Les commentaires pro-bilinguismes émis par deux anglophones à l'occasion de la Fête nationale des Acadiens suscitent beaucoup de réactions, au Nouveau-Brunswick.

Deux Néo-Brunswickoises, Katie Cooper Butland et Beth Lyons, ont écrit dans les médias sociaux être en faveur du bilinguisme et demandent à leurs concitoyens anglophones de valoriser un rapprochement entre les deux communautés linguistiques.

Les deux femmes ont ainsi réagi aux commentaires anti-francophones et anti-Acadiens qui ont déferlé sur le Nouveau-Brunswick dans les derniers mois.

Cet hiver, un tollé a été soulevé lorsque le maire de Fredericton, Brad Woodside, a déclaré être en faveur du bilinguisme, mais contre la dualité en éducation et en santé. Ces propos ont été émis alors que le gouvernement du Nouveau-Brunswick répétait qu'il fallait tout mettre sur la table pour redresser l'économie de la province, sauf le bilinguisme et la dualité linguistique.

Puis, le transport scolaire bilingue a défrayé la manchette pendant plusieurs semaines, si bien que le 8 mai, environ 200 manifestants se sont rassemblés devant l'Assemblée législative à Fredericton pour dénoncer le bilinguisme officiel.

Enfin, le 27 juillet dernier, le groupe Citizens Action Team demande le « renvoi immédiat » de la commissaire aux langues officielles en raison de ses recommandations portant entre autres le bilinguisme des hauts fonctionnaires du gouvernement.

Or, voilà qu'à l'occasion de la Fête nationale des Acadiens, deux anglophones de la Société civile, qui ne représentent aucun groupe de pression, ont publié dans les médias sociaux des messages faisant l'apologie du bilinguisme.

Des milliers de partages

Le commentaire qu'a publié Katie Cooper Butland sur Facebook s'est répendu comme une traînée de poudre avec plus de 2000 partages en deux jours.

Mme Cooper Butland voulait provoquer un petit coup d'éclat. Une anglophone qui écrit le 15 août pour défendre le bilinguisme au Nouveau-Brunswick, ça ne se fait pas tous les ans.

« Je pense que c'est important pour moi, comme anglophone, d'être avec les Acadiens et de tous travailler ensemble pour obtenir le bilinguisme idéal dans la province », affirme-t-elle.

Elle veut déboulonner certains mythes avancés par des groupes anti-bilinguisme comme quoi il serait plus difficile pour les anglophones de trouver un emploi.

« Mon mari est unilingue anglophone, il a un emploi dans un entrepôt et c'est à Dieppe », ironise-t-elle.

Katie Cooper Butland parle d'ignorance de la communauté anglophone, que l'histoire comme la déportation des Acadiens devraient être mieux enseignées et plus tôt comme à l'école secondaire.

Son initiative est directement inspirée par une autre anglophone. Beth Lyons de Fredericton a lancé le 14 août un mot clé sur Twitter #AnglosWithAcadians.

« Pour moi comme anglophone, c'est important de prendre la parole dans un débat comme ceci. Je suis chanceuse de parler français, mais je suis anglophone et avec ça j'ai beaucoup de privilèges. Les Acadiens et les Brayons sont la minorité et c'est à moi comme membre de la majorité de parler et de défendre les minorités aussi », affirme Mme Lyons.
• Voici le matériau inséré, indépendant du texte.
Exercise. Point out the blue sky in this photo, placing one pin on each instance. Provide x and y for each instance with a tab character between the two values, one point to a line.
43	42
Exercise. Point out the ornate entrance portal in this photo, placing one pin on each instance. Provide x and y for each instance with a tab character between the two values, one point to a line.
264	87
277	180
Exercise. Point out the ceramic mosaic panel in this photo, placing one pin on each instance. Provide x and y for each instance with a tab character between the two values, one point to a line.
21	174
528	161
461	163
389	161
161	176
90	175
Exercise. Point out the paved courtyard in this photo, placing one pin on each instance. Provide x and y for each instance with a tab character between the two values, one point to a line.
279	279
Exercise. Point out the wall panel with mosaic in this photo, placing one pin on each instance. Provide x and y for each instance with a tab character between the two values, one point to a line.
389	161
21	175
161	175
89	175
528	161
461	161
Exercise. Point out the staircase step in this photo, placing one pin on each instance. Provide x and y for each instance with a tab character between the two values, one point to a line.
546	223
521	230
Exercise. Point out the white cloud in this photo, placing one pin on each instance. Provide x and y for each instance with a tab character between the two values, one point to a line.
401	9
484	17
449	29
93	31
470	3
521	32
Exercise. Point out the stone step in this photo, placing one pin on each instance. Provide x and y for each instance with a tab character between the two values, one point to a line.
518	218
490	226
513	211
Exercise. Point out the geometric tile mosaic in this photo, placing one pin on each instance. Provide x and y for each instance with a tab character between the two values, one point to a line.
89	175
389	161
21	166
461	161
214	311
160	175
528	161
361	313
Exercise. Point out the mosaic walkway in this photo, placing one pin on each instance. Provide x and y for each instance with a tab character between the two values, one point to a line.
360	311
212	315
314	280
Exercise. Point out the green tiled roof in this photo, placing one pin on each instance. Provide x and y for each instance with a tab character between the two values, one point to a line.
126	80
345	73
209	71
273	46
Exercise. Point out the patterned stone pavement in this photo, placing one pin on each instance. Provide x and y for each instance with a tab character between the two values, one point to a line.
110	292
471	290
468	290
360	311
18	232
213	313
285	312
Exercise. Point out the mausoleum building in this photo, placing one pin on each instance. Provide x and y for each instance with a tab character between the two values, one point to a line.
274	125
Il s'agit d'un débat bien sensible dans la seule province canadienne officiellement bilingue. Certains détracteurs ont accusé Katie Cooper Butland d'être biaisée parce qu'elle est diplômée de l'Université de Moncton.

Or, elle répond qu'elle est issue d'une famille anglophone, que son mari est unilingue anglophone et qu'elle n'a donc aucun parti pris à part celui de vouloir voir un rapprochement des deux communautés.